Modern day Polo game © Shutterstock

Chovqan the original polo
We may associate polo with aristocracy and the British empire but the sport has been around for 2000 years, and is part of the UNESCO world heritage
1 Jun 2023

While modern day polo is one of the most acclaimed and prestigious sports in the world, its origins inspire the relationship between horses and humans present to this day. We may associate polo with aristocracy and the British Empire, but the sport has been around for 2000 years, taking its Asian roots from the Caucasus region of Azerbaijan. Inscribed in 2013 in the UNESCO list of Cultural Heritage, it is one of the most nomadic and traditional sports to this day. 

Chovqan is the name of the Azerbaijani game, considered to be the predecessor of modern polo. A typical chovqan game is played on a flat grassy field by two competing teams and players on Karabakh horses. These horses are distinguished for their beauty as well as their specific adaptation to the sport. The game starts at the center of the field and players use wooden mallets to try to drive a small leather or wooden ball into their opponents’ goal. People of all ages come to watch this traditional game and to support their teams. The traditional outfit of players was to wear large Astrakhan hats, long tight-fitting coats with a high waist, and trousers, socks and shoes. Nowadays, the traditional hats are replaced by helmets and the coats are switched to t-shirts. Traditionally, chovqan was enjoyed by skilled riders with different social status, and whether it be local farmers or members of the aristocracy of the Shah family, the game was aimed at bringing people of different social classes together. Moreover, it was also used as training for warriors to practice their coordination and balance on horseback. 

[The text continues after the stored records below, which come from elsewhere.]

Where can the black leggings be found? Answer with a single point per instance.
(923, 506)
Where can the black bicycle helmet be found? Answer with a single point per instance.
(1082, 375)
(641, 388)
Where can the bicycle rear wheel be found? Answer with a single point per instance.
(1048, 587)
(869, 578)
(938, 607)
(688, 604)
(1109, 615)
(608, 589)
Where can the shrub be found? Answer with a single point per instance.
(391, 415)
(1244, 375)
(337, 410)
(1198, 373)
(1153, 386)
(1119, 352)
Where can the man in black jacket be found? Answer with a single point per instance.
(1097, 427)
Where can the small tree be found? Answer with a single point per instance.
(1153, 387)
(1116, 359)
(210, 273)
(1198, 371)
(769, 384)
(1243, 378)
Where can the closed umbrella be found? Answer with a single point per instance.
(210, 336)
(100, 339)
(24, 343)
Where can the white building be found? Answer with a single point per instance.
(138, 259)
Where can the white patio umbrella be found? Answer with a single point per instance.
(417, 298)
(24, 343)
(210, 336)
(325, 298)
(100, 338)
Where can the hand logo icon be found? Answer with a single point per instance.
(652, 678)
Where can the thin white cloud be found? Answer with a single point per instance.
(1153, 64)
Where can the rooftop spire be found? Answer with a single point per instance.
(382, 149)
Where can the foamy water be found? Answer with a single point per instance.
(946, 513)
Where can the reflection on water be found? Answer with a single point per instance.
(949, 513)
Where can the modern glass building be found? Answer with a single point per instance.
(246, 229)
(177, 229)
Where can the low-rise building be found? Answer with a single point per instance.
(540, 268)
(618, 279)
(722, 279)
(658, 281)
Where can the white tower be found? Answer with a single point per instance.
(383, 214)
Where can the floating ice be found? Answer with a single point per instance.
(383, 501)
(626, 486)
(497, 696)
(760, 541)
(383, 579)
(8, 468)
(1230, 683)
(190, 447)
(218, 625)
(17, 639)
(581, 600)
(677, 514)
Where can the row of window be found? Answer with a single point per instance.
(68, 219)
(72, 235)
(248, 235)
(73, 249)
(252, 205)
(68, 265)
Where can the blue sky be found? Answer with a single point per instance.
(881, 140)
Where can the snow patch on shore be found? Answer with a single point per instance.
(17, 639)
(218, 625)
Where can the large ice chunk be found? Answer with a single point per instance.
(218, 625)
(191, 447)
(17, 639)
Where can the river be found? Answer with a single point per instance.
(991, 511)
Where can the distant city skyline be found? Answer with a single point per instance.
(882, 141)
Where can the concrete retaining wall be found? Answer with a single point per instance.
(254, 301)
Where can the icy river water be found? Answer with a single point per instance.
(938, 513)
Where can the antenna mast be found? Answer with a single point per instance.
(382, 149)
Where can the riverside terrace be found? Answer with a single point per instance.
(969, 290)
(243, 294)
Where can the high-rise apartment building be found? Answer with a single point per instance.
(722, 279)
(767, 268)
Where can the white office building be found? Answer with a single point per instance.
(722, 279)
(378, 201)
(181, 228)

As horses are a central part of everyday life in the mountains of Azerbaijan, they have always been a significant part of the culture. Horses were worshipped and respected, and this contributed to the creation of the chovqan sport. As this sport requires the Karabakh horses to be calm, tempered and agile, foals as old as one-year are trained for the riders. The horses are initially taught to walk slowly, and gradually develop into trotting, cantering and galloping. These horses are well fed and cared for in a manner that has been going on since the inception of the sport.

The word “Chovgan”, of Turkish origin, means “to hit with a stick”. According to historians, the sport was created in the middle of the first millennium AD, and was famous for several centuries in Azerbaijan, Iran, Turkey, and Central Asia. Sources indicate that the first international chovqan tournament among riders of Middle Eastern countries was held in the 12th century in Baghdad, one of the cultural centers of the Islamic world. Thanks to the Great Silk Road, Chovgan became famous in India and was brought to Europe in the 12th century. The British soldiers deployed in India learned to play chovqan there and then brought it back to England. In 1859, the British opened the Cachar Club in Assam – the oldest polo club still in existence to this day. At the initiative of the English, this sport was named ‘horse polo’ and included in the Second Olympic Games in Paris 

in 1900. Polo would then gradually become one of the most recognized sports in the world, being one of the most popular sports in countries such as Argentina, who won the Olympic gold medal in Polo in 1924, and later becoming widespread all across the Americas.

In recent years, the urgent need to preserve the history of the chovqan game has been on the agenda, mainly due to the difficulty of breeding Karabakh horses. The fact of its inclusion in the Intangible Cultural Heritage List under the subheading “In Need of Urgent Safeguarding”, is meant to shield the sport from disappearing. With its distinguished history, chovqan has set the way for the modern day game of polo. Azerbaijan has tried to keep the traditional sport alive by encouraging the modern generations to play the customary chovqan game, while supporting the enthusiasm of the youth for regular polo as well as snow polo. 

Snow polo has gained great cultural importance in the country, and it participates annually in the World Cup of Snow Polo on the frozen lake of St. Moritz in Switzerland, with Azerbaijan winning in 2023. It is challenging to keep heritage and customs relevant in modern society, but it is vital to keep these traditions alive. Staying true to traditions and retaining knowledge of them will protect them for the future. While the chovqan game is evolving in new ways, its legacy will only remain if its historical importance is remembered. 

* Fariza Ahmadova is a UN Today Contributor.